I am trying to work out a second order or higher order correction for the method of Spectral deferred Correction (SDC). Specifically using as a corrector a second order or third order multi-step.
In SDC, the timestep $[t_{n},t_{n+1}] $ is subdivided in m quadrature nodes $[t_{n,1},t_{n,2},...,t_{n,m-1},t_{n,m}] $.
The ODE problem is written in its integral form: $$ \begin{equation} \label{eq:ODEPicard} \begin{array}{ccl} \phi(t) & = & \phi_{0} + \displaystyle\int_{0}^{t} F(\tau,\phi(\tau))d\tau \end{array} \end{equation}$$
And later rewritten in function of the error.

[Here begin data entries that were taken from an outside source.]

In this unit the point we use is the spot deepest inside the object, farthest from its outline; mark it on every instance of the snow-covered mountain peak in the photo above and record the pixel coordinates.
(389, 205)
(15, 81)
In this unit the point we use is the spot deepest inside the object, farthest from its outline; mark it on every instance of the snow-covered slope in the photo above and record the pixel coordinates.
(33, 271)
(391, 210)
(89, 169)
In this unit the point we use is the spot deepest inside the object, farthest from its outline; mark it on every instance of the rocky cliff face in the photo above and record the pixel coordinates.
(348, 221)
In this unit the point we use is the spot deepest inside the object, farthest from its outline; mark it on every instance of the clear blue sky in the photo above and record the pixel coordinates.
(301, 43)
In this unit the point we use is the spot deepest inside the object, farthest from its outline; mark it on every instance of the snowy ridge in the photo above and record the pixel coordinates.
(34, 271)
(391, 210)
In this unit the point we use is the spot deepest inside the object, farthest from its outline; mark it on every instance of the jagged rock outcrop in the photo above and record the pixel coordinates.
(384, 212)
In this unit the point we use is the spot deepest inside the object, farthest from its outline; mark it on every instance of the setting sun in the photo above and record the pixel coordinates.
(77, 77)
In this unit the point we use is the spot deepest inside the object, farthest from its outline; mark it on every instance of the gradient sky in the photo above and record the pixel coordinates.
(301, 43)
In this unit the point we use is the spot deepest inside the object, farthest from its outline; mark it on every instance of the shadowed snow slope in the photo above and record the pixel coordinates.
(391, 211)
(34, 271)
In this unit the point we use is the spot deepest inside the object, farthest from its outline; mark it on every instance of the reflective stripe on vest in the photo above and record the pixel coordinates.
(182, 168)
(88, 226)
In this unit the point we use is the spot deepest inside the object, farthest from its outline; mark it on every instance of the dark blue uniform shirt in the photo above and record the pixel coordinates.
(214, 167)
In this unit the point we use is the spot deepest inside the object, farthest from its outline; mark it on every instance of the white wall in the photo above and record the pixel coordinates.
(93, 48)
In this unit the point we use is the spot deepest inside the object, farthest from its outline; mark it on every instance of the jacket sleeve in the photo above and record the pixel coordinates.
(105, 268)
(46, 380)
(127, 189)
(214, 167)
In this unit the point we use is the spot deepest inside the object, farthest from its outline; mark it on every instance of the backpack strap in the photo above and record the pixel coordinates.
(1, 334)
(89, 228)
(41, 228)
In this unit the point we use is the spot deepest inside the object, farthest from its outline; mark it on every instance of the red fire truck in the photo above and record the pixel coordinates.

$ \begin{equation} \begin{array}{ccl} \label{eq:CorrectionEmeasure} \delta(t) & = & \phi_{0} + \displaystyle\int_{0}^{t} [F(\tau,\tilde{\phi}+\delta(t)) - F(\tau,\tilde{\phi})]d\tau + E(t,\tilde{\phi}) \end{array} \end{equation}$
where $\tilde{\phi} $ denotes the approximate solution. This previous eq is discretized and based on the definitions of the error $\delta(t)$ and the residual $E(t,\tilde{\phi})$ can be discretize by a r-multi-step method as:
$ \begin{equation} \label{eq:CorrectionMultiStepDiff1} \begin{array}{ccl} \displaystyle\sum^{r}_{j=0}{\{\alpha_{j}\tilde{\phi}^{[k]}_{i-j} + \displaystyle\sum_{w=0}^{j} \alpha_{w} I^{i-j}_{i-j-1}(F(\tilde{\phi}^{[k-1]})) \}} - \{F(t_{i-1},\tilde{\phi}_{i-1}^{[k]} ) - F(t_{i-1},\tilde{\phi}_{i-1}^{[k-1]})\} = 0 \end{array} \end{equation} $ \ Being $I^{i+1}_{i}(F)$ an interpolatory quadrature rule $\begin{equation} \label{eq:QuadratureInterpolatory} \int^{t_{i+1}}_{t_{i}} F(\tau,\phi(\tau))d\tau \approx I^{i+1}_{i}(F) = \int^{t_{i+1}}_{t_{i}} p(\tau)\omega(\tau)d\tau = \displaystyle\sum_{j=1}^{n} \omega_{j}F(t_{j}) \end{equation}$
Well, this as every multistep method needs an initialization in the first step. What I have done is to resolve that initialization by RK2 or midpoint rule. But furthermore, the first subinterval $[t_{n,1},t_{n,2}]$ require values of the previous r-1 subnodes values. This is a problem, because as it is pointed out in Layton [1]. $\delta(t)$ is continous in the interval $[t_{n},t_{n+1}]$ but may be discontinous in the previous one. I do not totally understand why this happen, so if someone could explain me this I would be so grateful, I think it is because of the quadrature term but I don't still see it. Well, but she say that this produces a lack of smoothness in the solution and the order or correction is only 1 per step instead of r for an r-step. And later in that paper she proposes some solutions for this, (page 5), but it is not clear what she exactly mean by "fixed starting values" and "variable starting values".
What I have tried to keep the order of accuracy of the corrector (specially I have focused in Second order Adams Bashforth)
$ \displaystyle \beta_{1} = \frac{\Delta t_{i-1}^2}{2\Delta t_{i-2}} \\ \displaystyle \beta_{2} = \frac{2\Delta t_{i-1}\Delta t_{i-2} + \Delta t_{i-1}^2 }{2\Delta t_{i-2}} $
$ \begin{equation} \phi_{i}^{[k+1]} = \phi_{i-1}^{[k+1]} + \beta_{1}[F(t_{i-1},\phi_{i-1}^{[k+1]}) - F(t_{i-1},\phi_{i-1}^{[k]})] + \beta_{2}[F(t_{i-2},\phi_{i2}^{[k+1]}) - F(t_{i-2},\phi_{i-2}^{[k]})] +I^{i}_{i-1}(\phi^{[k]}) \end{equation} $
And the first I tried it was the use of midpoint rule in the first subinterval, but as it is pointed out in IDC [2] this lack of smoothness (this concept is also redefined in this paper), it has a degree of smoothness one, in the discrete sense of the numerical set. And later I have tried to use other initialization but also lacking of smoothness.
So my question is does anybody has an idea how to obtain a second or higher order smoothness in the discrete sense based on a combination of Multistep and other method (maybe multistage). Or how to initialize at each subinterval the multistep method not to suffer order reduction due to the lack of smoothness.
P.S. If someone could clarify me also the comment that Layton does in the page 5 of [1] about continuity of the error it would be great too!